Ciencia nada simple: ‘Siete’
A ese motor mis peques y yo le hemos bautizado, como no podía ser de otro modo, con el nombre de “Siete”-, y es un marcapasos bicameral de una compañía farmacéutica que desarrolla tecnologías innovadoras para, como otras del sector con otros cientos de miles de trabajadores, ayudar a millones de personas como yo a vivir a nuestro propio ritmo. En concreto, “Siete” y los dos electrodos auricular y ventricular que lo acompañan llevan mi LPM a un mínimo de 60, y me han convertido en una de los más de 40.000 españoles que en 2022 fuimos sometidos a un implante de marcapasos.
Para alguien de letras como yo, los miles siempre han resultado mareantes, pero en esos primeros días de parar, de relajar, de pensar, de aclimatación a mi nuevo ritmo, esas cifras no cesan de dar vueltas en mi cabeza para, quizá también un poco influenciada por todo lo vivido con la pandemia sanitaria, impactarme de lleno en el corazón. Y es que la realidad es que miles de investigadores científicos y científicas, de médicos y médicas, de cirujanos y cirujanas, de enfermeros y enfermeras están, con su entrega, su pasión y su trabajo 24/7, detrás de este pequeño aparato de 46x50x6 milímetros y 20 gramos de peso, que puede ser monitorizado en remoto y que, con sus apenas 10 centímetros cúbicos bajo mi clavícula izquierda va a aliviar a mi corazón y a ayudarme a vivir a un ritmo normal al menos durante los próximos diez años. Pura ciencia ficción, todo ello, que, de repente, impacta en tu vida para tornarse real; y eso, sin contar que la ingeniería biomédica ya trabaja en una nueva revolución: la de los dispositivos implantables sin pilas, accionados mediante la energía del propio portador.

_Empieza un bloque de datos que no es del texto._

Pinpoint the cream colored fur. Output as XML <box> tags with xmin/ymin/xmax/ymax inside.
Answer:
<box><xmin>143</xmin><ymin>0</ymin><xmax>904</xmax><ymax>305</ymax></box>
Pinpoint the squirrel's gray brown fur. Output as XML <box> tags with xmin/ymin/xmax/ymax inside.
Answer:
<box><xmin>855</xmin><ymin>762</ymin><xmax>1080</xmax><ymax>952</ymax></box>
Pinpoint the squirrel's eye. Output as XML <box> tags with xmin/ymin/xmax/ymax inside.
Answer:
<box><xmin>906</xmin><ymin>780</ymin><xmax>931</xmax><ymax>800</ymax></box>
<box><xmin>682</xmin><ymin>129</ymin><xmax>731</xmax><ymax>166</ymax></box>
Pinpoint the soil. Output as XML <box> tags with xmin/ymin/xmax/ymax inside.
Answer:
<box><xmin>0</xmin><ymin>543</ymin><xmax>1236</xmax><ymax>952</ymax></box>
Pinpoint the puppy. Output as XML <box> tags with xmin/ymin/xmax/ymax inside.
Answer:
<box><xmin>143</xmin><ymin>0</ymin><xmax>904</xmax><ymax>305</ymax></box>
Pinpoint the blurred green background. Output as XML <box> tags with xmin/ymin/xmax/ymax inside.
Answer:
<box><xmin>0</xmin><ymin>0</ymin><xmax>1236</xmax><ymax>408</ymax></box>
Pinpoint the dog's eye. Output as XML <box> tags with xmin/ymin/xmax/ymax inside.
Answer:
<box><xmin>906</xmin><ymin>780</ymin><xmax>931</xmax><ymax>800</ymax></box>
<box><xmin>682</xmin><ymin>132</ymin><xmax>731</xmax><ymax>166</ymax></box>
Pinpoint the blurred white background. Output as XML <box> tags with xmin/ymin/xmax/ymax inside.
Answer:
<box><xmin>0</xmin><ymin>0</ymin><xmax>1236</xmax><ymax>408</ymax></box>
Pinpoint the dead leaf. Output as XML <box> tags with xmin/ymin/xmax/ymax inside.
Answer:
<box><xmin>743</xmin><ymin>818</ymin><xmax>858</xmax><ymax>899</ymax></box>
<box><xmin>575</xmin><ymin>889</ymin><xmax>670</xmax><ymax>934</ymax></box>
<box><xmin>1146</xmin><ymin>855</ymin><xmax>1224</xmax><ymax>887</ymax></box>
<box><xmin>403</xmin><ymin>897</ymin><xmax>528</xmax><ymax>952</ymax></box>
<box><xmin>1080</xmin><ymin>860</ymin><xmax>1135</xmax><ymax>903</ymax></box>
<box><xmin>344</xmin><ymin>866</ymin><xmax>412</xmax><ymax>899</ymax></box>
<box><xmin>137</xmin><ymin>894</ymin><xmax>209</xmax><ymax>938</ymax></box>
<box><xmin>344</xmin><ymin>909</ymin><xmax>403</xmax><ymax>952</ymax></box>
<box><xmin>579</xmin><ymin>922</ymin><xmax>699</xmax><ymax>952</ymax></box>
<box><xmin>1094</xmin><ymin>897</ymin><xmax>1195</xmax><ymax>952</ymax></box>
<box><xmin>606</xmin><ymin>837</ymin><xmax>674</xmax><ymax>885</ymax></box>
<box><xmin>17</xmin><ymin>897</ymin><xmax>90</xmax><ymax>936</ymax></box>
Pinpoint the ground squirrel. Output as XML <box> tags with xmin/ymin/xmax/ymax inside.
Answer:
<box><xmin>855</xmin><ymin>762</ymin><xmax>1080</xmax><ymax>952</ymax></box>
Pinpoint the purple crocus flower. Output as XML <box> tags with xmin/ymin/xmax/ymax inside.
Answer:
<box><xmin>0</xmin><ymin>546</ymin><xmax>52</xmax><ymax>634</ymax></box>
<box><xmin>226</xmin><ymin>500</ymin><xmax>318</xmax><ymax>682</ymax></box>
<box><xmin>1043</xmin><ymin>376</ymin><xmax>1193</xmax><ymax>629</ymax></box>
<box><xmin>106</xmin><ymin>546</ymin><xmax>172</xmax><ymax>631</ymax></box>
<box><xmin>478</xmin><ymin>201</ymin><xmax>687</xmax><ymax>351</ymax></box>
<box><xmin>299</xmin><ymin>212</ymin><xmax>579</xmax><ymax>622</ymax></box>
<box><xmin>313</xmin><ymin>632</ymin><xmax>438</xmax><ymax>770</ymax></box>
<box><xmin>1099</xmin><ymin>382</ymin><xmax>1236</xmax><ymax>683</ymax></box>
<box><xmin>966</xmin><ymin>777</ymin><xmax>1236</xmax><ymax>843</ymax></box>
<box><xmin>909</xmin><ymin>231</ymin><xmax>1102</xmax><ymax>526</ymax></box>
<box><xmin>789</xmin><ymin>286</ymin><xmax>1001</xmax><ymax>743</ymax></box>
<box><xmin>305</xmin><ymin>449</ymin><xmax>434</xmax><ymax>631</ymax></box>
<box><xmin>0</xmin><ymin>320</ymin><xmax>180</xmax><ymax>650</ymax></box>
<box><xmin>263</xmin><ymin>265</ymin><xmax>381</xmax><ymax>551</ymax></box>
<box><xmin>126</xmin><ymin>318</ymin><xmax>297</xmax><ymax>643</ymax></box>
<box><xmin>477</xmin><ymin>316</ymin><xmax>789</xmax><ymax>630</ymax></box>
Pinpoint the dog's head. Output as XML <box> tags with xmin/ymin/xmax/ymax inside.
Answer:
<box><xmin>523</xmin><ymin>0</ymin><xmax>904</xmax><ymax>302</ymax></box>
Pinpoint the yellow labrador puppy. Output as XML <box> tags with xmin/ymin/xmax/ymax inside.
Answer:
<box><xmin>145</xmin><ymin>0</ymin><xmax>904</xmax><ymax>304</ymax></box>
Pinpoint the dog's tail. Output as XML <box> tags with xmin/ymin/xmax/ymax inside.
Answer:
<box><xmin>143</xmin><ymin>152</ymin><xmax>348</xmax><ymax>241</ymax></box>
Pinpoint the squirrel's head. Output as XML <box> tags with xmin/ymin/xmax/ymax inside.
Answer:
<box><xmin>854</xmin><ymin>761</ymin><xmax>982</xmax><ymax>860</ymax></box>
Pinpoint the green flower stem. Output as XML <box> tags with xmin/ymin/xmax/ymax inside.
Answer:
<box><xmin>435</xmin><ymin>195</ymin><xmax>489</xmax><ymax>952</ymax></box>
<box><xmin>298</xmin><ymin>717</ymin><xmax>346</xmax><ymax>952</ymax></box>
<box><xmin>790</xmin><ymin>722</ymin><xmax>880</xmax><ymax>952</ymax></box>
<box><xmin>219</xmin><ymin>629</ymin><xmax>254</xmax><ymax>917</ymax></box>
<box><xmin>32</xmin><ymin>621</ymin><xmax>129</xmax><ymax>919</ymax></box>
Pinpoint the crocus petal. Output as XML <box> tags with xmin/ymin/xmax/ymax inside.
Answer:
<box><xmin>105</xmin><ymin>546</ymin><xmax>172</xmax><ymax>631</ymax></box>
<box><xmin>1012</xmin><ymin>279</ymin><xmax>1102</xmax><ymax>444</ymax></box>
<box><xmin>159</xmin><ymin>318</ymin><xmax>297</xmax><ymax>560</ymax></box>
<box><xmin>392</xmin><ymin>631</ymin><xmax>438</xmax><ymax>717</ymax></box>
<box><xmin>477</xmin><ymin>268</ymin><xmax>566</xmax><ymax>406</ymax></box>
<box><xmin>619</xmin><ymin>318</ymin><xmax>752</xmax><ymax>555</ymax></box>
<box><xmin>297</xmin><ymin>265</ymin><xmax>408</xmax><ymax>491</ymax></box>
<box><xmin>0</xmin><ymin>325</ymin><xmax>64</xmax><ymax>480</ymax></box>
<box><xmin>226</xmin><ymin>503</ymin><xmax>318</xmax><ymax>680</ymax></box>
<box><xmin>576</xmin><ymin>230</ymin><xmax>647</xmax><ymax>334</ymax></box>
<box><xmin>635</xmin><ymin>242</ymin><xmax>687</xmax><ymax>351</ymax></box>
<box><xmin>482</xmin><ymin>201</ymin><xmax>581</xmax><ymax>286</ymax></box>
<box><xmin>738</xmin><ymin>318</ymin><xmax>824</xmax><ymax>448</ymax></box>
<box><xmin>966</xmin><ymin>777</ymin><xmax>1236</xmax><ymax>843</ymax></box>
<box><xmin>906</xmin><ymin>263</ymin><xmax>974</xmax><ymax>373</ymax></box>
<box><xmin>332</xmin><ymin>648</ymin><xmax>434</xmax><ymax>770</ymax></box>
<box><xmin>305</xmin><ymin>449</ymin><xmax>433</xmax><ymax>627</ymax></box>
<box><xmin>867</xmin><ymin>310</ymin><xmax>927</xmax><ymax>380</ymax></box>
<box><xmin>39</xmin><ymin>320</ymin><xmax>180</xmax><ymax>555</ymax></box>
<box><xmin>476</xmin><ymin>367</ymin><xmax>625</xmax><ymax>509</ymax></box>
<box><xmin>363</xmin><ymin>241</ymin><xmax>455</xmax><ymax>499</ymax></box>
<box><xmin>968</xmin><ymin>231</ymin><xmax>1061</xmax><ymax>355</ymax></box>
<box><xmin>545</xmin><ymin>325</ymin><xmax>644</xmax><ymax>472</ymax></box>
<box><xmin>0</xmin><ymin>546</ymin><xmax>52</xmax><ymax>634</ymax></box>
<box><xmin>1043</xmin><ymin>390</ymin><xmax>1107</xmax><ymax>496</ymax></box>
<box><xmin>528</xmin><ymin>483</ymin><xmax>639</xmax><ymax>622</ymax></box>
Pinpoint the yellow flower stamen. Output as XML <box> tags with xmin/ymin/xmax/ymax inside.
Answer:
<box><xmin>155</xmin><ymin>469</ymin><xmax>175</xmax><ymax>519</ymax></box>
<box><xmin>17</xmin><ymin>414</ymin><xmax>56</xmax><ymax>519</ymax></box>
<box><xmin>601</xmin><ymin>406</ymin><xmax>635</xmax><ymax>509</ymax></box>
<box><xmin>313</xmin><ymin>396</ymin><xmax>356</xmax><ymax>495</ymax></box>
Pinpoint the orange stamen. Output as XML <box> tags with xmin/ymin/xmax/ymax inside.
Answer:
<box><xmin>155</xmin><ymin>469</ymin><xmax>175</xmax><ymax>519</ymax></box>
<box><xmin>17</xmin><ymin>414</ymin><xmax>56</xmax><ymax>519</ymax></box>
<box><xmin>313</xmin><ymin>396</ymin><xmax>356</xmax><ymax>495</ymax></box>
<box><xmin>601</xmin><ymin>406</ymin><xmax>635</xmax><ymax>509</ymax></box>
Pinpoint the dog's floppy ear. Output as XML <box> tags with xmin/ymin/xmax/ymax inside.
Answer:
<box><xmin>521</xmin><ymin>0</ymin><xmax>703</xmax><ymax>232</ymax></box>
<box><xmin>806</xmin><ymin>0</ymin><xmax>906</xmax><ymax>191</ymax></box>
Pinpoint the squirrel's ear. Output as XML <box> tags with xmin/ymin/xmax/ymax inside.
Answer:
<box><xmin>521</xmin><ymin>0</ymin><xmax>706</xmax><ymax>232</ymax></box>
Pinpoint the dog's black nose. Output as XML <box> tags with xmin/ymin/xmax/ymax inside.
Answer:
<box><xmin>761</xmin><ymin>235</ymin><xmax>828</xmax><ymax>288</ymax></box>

Han transcurrido ya más de doce meses, un largo año, desde que “Siete” llegó a mi vida. Mi piel sigue adaptándose mientras yo me acostumbro a su presencia bajo ella. No puedo negar que me genera algunas molestias, ni tampoco que despierta incertidumbres el saber mi corazón conectado a dos cables y latiendo al ritmo que le marca un dispositivo creado a base de titanio, litio y yodo con un reloj con cuenta atrás; pero tampoco que cada día me repito a mí misma lo afortunada que soy y que doy gracias por haber nacido en este privilegiado lugar del mundo y por saber un suelo firme bajo mis pies construido por quienes con su trabajo convierten la ciencia ficción en realidad.
Reconstruido mi roto psicológico de aquel 17 de enero de 2022, hoy parece que nada de lo narrado hubiera pasado. Y mi realidad pasa ahora por volver a ascender Peña la Virgen para sentir mi pecho otra vez henchido, pero, esta vez, de una forma única: no sólo por contemplar el majestuoso paisaje que brinda y poder emborracharme del aire puro que lo inunda todo allá arriba, sino por comprobar que “Siete” me lleva en volandas a la inmensidad de su altura, que la fatiga que me ahogaba dos años atrás en el ascenso ha quedado atrás y que, definitivamente, he aprendido a vivir a un nuevo ritmo. También, pasa por acompañar a otros a perder el miedo a este nuevo ritmo.